# I could use some filter selection help please



## 6Gears1Speed (Mar 18, 2013)

I've been doing a lot of reading here and elsewhere and I'm quite honestly fried and need some direction... I'm still not sure which way to go so I'm hoping that I could come up with a top 3 from you guys and then make my choice.

I used a Magnum 350 for years. The good part about them is that there is no proprietary expensive replaceable media packs required, they move a lot of water and parts are readily available. The bad part is that they tend to be on the loud side, especially because I've found it's nearly impossible to get all of the air out of them no matter what.
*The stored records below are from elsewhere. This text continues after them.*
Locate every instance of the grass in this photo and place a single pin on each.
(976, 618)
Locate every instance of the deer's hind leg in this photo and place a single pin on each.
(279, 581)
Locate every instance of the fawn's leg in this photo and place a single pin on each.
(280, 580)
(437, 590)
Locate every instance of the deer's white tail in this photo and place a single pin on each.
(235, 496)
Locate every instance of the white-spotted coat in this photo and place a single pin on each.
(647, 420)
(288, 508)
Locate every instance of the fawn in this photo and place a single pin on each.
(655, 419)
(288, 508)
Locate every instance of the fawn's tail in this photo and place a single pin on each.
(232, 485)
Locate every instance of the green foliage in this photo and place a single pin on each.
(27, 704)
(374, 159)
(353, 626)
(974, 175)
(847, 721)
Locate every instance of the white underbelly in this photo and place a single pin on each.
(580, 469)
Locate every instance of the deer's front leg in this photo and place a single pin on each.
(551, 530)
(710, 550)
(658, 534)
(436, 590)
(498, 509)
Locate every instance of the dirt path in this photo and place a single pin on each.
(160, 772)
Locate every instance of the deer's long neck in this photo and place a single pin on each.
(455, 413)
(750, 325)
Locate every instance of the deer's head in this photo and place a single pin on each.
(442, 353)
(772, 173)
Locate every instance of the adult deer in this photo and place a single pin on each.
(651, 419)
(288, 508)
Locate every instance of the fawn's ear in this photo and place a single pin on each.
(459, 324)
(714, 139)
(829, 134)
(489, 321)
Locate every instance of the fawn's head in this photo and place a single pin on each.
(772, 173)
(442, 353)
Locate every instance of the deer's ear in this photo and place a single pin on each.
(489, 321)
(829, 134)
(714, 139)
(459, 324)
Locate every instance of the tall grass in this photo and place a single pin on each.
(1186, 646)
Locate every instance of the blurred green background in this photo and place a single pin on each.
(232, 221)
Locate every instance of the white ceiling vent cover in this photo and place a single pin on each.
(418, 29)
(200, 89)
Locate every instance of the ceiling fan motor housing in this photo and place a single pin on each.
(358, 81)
This new tank is 75G and is in our family room directly next to where we watch TV and do most everything so being quiet is high on my list. I also want to be able to use bulk charcoal like with the Magnum and be able to easily find parts like the Magnum. I have no experience with any other canisters that's why it's been difficult for me. I usually run a secondary hanger like an Aquaclear 300/70 but those are too loud and would like something quieter to hang as well.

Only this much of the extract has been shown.